Maksim Harecki was born in village of Małaja Bahaćkaŭka in a peasant's family. He had two brothers – Haŭryła and Ivan.

In 1913 Harecki graduated from a college in Hory-Horki, and in 1916 from a military college in Petrograd. During the First World War he served in the Russian Army. He was wounded on October 25, 1914, and had to recover in the military hospitals of Vilnia, Moscow and Mahilioŭ. After that, he continued to serve in the army until 1917 when he got very ill and was sent to Zheleznovodsk to recover and then left the army.

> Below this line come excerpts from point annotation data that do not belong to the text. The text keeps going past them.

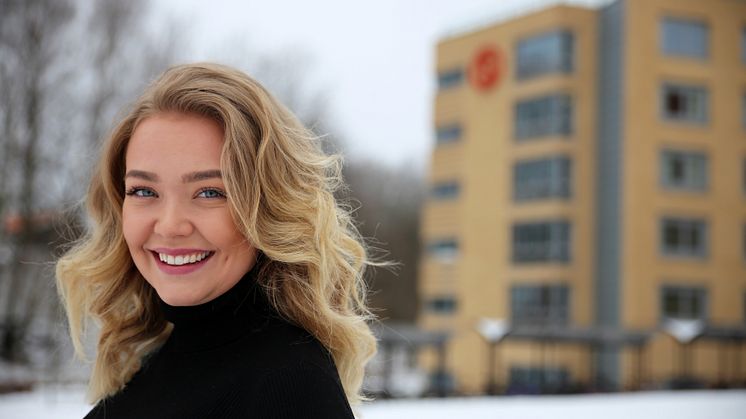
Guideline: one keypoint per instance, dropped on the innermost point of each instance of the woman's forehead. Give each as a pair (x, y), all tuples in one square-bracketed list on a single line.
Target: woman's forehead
[(175, 144)]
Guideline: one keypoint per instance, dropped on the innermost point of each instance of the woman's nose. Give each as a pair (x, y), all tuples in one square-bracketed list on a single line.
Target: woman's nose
[(173, 221)]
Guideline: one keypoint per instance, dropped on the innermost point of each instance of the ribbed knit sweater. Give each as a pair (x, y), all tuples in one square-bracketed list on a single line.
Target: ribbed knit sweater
[(232, 357)]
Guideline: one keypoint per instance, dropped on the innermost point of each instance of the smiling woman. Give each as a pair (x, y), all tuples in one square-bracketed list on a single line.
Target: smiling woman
[(226, 280)]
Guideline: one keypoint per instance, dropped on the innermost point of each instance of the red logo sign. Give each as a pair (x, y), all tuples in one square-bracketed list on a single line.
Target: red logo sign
[(484, 71)]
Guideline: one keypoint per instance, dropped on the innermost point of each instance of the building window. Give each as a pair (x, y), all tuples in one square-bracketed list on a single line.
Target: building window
[(540, 179), (445, 190), (684, 237), (684, 103), (684, 170), (541, 242), (543, 116), (537, 380), (680, 302), (441, 305), (547, 53), (688, 38), (450, 78), (540, 305), (443, 249), (448, 134)]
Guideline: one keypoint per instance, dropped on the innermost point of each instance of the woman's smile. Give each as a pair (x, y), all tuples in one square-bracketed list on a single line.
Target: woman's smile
[(176, 213)]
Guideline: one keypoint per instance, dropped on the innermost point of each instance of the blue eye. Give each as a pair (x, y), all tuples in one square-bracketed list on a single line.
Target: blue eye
[(140, 192), (211, 194)]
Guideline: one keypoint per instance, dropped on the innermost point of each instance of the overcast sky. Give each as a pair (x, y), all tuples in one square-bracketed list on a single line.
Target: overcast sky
[(372, 59)]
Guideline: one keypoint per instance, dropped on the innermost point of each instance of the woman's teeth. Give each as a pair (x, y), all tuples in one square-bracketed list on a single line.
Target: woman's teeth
[(182, 259)]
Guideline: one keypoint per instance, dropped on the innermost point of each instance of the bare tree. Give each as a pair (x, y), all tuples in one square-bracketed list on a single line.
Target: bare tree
[(389, 201), (66, 66)]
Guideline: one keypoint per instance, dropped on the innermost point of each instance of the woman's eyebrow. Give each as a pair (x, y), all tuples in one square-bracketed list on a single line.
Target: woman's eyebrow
[(140, 174), (203, 175), (187, 178)]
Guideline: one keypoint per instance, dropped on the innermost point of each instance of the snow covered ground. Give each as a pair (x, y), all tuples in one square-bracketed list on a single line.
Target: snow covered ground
[(68, 404)]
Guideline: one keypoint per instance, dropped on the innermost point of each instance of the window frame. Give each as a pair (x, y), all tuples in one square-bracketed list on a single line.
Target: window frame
[(553, 249), (677, 46), (681, 251), (554, 183), (690, 160), (563, 63), (448, 133), (446, 190), (556, 312), (699, 116), (553, 113), (442, 305), (445, 249), (450, 78)]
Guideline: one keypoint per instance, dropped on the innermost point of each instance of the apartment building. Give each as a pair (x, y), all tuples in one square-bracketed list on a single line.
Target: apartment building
[(588, 190)]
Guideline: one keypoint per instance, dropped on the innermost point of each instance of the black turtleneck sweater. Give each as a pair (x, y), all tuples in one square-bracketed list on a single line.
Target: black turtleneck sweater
[(232, 357)]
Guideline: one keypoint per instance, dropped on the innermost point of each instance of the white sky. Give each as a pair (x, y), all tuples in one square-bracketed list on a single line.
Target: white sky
[(374, 60)]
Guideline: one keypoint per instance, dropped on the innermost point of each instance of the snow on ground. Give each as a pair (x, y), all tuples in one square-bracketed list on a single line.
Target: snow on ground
[(68, 404)]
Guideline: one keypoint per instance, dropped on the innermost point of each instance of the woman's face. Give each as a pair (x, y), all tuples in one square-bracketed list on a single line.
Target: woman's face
[(176, 218)]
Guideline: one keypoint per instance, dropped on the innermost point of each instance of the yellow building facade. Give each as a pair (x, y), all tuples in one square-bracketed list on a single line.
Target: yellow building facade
[(588, 189)]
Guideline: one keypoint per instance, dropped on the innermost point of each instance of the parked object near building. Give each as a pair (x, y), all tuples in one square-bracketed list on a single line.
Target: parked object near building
[(589, 186)]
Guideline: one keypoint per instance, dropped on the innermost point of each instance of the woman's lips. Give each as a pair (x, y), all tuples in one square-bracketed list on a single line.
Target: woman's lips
[(184, 269)]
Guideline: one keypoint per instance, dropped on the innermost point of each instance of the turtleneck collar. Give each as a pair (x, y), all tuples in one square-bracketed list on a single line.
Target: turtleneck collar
[(217, 322)]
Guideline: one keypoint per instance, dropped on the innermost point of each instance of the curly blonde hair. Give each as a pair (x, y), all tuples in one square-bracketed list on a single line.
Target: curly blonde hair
[(280, 187)]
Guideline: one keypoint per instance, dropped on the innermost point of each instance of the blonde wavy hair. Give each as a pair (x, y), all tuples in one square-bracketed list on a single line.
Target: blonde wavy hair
[(280, 187)]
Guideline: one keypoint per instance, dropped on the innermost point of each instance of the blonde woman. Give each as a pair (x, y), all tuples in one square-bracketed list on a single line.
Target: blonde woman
[(225, 279)]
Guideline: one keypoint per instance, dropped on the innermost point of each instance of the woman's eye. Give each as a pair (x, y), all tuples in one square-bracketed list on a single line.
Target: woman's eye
[(210, 193), (140, 192)]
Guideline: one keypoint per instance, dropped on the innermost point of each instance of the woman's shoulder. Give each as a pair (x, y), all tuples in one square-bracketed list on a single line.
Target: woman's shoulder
[(282, 344)]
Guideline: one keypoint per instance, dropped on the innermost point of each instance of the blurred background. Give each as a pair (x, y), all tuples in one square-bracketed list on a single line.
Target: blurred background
[(563, 183)]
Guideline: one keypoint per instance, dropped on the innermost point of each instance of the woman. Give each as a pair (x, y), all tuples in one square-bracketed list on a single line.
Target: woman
[(226, 280)]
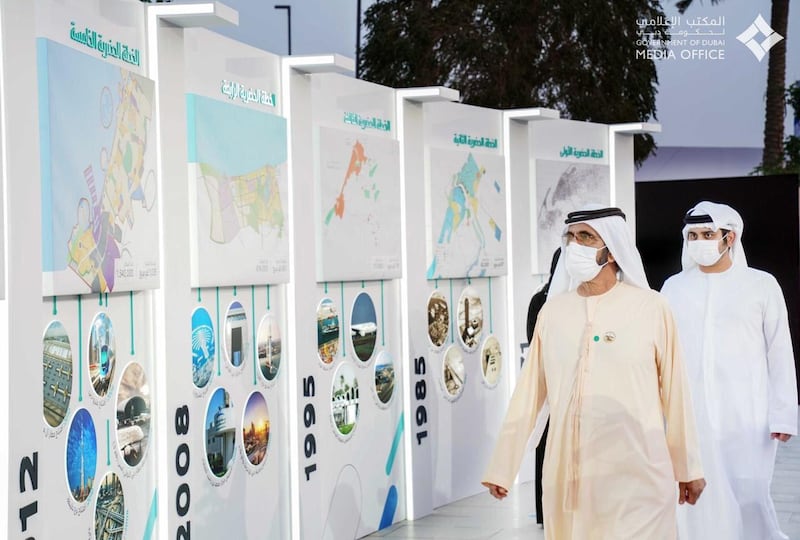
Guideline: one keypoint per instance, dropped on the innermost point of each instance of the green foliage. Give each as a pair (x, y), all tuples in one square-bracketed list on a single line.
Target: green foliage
[(574, 56)]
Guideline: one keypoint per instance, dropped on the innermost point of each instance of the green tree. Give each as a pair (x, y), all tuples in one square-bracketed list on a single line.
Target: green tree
[(772, 159), (578, 57)]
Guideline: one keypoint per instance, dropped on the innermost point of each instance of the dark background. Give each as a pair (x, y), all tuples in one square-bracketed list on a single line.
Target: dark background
[(771, 238)]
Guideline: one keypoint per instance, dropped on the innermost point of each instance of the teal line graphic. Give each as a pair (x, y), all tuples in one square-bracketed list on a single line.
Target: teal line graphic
[(80, 351), (133, 350), (108, 442), (151, 517), (255, 338), (452, 313), (398, 436), (219, 368), (341, 325), (490, 306)]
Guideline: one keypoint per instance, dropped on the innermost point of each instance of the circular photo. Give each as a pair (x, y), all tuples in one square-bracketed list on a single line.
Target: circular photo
[(384, 377), (454, 373), (220, 433), (491, 361), (344, 401), (438, 319), (133, 414), (237, 339), (57, 373), (269, 347), (470, 318), (102, 354), (203, 347), (363, 327), (109, 513), (255, 428), (327, 331), (81, 455)]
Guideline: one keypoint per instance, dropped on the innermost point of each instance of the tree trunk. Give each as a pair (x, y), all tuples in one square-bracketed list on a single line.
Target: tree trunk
[(772, 157)]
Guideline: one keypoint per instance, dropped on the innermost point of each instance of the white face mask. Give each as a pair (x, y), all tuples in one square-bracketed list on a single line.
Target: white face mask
[(581, 262), (705, 252)]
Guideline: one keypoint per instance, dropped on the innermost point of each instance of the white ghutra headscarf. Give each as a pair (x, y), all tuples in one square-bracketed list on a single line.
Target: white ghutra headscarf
[(611, 226), (714, 216)]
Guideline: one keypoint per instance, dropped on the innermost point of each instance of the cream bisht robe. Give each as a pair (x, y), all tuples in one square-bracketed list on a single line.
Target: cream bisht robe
[(610, 367)]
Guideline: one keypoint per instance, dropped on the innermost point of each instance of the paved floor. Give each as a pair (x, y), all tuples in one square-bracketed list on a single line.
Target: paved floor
[(482, 517)]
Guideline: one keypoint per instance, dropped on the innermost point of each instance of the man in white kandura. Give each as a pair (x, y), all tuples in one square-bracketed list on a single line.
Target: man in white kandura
[(735, 332), (606, 357)]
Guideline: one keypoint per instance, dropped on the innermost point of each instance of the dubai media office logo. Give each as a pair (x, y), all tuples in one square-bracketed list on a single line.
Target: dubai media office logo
[(748, 37)]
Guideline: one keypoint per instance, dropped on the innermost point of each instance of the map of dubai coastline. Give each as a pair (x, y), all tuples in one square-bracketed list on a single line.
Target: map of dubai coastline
[(237, 175), (99, 218), (359, 194), (467, 213)]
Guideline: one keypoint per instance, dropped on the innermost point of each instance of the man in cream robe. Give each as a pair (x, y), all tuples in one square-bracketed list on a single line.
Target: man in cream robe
[(607, 359), (735, 332)]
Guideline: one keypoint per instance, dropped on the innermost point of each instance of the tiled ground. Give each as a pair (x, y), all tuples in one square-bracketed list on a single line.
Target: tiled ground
[(481, 517)]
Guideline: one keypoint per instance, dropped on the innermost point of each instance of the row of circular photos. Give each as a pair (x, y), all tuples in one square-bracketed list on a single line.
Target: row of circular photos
[(133, 394), (236, 344)]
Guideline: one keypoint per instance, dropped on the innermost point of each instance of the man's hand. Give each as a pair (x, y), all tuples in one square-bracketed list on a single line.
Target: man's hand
[(496, 491), (690, 491)]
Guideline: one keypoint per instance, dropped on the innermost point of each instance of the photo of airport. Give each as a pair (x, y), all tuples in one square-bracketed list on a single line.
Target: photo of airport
[(109, 515), (237, 338), (384, 377), (81, 455), (57, 373), (438, 319), (102, 354), (327, 331), (203, 347), (255, 428), (133, 414), (344, 400), (363, 326), (470, 318), (269, 347), (220, 433)]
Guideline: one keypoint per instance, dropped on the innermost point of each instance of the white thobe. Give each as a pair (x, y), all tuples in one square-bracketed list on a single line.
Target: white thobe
[(735, 332), (610, 367)]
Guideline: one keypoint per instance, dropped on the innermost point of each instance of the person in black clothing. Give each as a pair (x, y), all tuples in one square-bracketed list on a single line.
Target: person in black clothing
[(537, 301)]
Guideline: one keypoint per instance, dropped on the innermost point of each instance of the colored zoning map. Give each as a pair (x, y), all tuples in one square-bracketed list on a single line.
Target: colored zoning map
[(98, 188), (467, 204), (238, 193), (360, 213)]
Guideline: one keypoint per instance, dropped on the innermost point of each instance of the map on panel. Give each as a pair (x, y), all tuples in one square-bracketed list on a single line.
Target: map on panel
[(238, 187), (561, 188), (99, 214), (359, 193), (467, 215)]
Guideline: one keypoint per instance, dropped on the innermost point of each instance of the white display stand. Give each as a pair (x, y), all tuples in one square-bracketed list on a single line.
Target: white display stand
[(348, 483), (82, 455), (451, 425), (217, 479)]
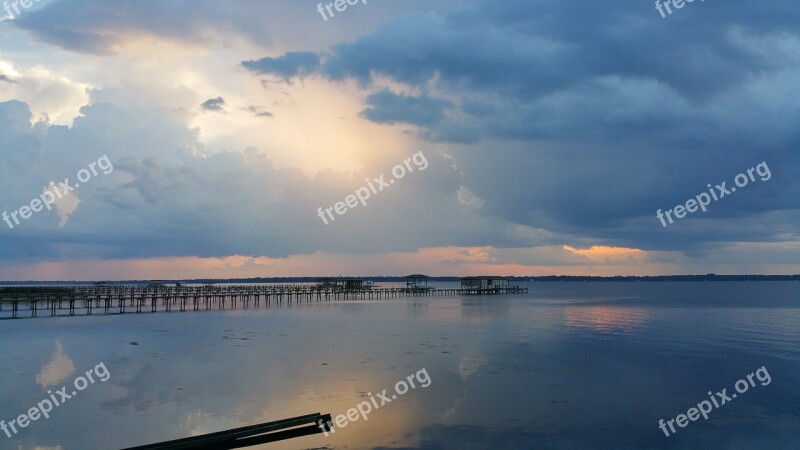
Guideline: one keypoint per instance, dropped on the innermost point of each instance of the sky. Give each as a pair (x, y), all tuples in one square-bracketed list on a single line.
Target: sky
[(215, 139)]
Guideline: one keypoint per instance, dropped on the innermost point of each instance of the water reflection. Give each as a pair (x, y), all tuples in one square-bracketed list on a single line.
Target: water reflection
[(506, 371), (58, 369), (482, 308), (605, 319)]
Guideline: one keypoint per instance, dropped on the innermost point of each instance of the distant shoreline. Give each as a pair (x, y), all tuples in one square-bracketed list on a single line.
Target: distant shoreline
[(396, 279)]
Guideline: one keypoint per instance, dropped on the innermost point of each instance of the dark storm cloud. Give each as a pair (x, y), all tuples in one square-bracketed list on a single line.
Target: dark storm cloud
[(601, 113), (287, 66), (390, 108), (213, 104)]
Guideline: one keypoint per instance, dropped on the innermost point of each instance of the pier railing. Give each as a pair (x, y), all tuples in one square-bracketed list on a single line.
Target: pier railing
[(52, 301)]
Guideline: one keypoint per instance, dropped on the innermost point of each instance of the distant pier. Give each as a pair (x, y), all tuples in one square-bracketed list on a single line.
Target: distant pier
[(66, 301)]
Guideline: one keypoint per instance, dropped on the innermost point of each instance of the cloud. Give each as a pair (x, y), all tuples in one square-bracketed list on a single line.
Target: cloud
[(213, 104), (288, 66), (387, 107)]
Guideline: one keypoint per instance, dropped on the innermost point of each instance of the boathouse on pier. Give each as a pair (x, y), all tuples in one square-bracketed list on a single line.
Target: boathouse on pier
[(489, 282), (417, 281)]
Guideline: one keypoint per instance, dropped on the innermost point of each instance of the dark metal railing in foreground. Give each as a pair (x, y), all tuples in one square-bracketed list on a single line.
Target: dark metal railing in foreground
[(64, 301), (247, 436)]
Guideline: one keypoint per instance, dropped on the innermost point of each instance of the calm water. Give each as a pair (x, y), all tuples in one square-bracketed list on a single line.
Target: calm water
[(568, 366)]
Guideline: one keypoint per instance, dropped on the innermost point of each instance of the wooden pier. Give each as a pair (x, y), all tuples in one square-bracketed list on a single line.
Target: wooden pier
[(66, 301)]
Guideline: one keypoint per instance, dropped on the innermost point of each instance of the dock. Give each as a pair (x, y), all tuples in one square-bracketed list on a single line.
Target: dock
[(69, 301)]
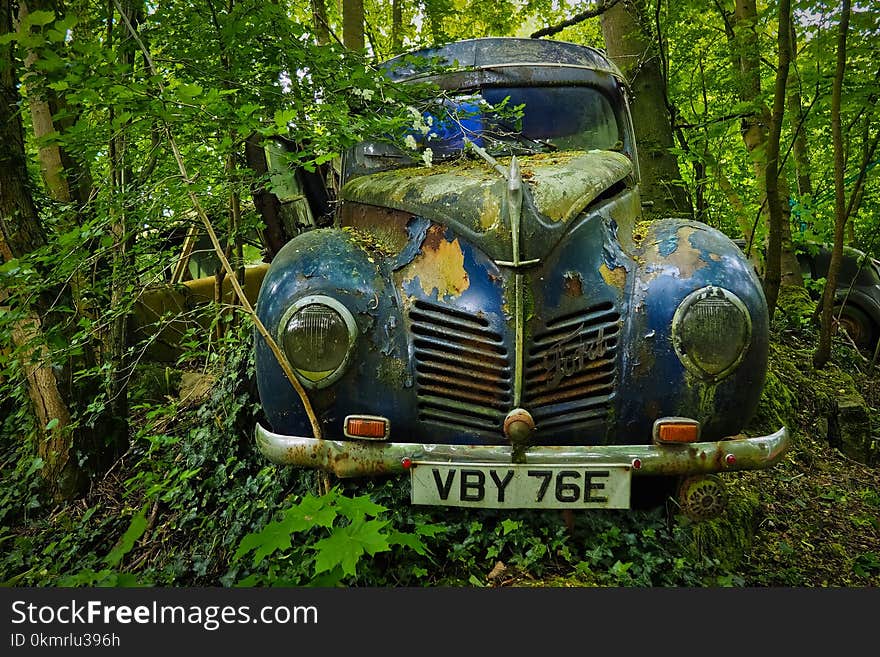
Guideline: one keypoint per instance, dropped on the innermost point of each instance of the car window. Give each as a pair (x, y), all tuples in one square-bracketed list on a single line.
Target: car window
[(534, 118)]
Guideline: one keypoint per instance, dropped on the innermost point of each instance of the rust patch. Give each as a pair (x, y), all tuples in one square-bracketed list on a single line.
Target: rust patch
[(440, 266), (673, 253), (573, 284), (614, 277)]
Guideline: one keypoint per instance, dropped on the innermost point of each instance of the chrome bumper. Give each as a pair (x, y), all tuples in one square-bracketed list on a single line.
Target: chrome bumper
[(356, 458)]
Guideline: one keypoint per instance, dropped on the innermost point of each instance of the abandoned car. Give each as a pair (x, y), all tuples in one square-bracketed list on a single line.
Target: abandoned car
[(501, 326)]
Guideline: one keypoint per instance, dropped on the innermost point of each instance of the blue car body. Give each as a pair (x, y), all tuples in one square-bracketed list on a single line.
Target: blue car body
[(513, 308)]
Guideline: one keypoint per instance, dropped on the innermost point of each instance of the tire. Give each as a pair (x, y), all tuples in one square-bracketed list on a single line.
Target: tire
[(858, 325)]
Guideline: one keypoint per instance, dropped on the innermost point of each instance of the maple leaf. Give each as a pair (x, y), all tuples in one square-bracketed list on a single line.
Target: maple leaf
[(346, 545)]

Later on, Harecki moved to Smolensk and studied in the Archaeological University there. At that time he started to work for local newspapers. Soon he moved to Minsk and in January 1919 to Vilnia, where he began working in the Belarusian Gymnasium of Vilnia and some newspapers.

In 1919 he married Leaniła Čarniaŭskaja in Vilnia. His wife worked as a teacher in the Belarusian Gymnasium of Vilnia. They had a son Leanid who died in the battle of Leningrad. Also, they had a daughter, Halina.

In January 1922 Harecki was arrested by Polish authorities as a political criminal and was put into the infamous Łukiszki prison in Vilnia. Following mass protests of the Belarusian minority, he was released and sent to Soviet-controlled East Belarus. There he worked as a language and literature professor at some universities. He was a member of the Inbelkult.

In 1929, along with other Belarusian activists, Harecki became a target of a defamation campaign in the Soviet state media. He was arrested by the Soviets in July 1930 and accused of being a member of the Belarusian Liberation Union, a separatist organization. In April–May 1931 he was sentenced to five years of prison in Viatka. During this time Harecki wrote a lot of literature works. On November 4, 1937, he was arrested again and later on shot in the Great Purge. He was rehabilitated in 1957.

Today Maksim Harecki is considered a classic of Belarusian literature. His books were translated into Ukrainian, Russian, Polish, and German.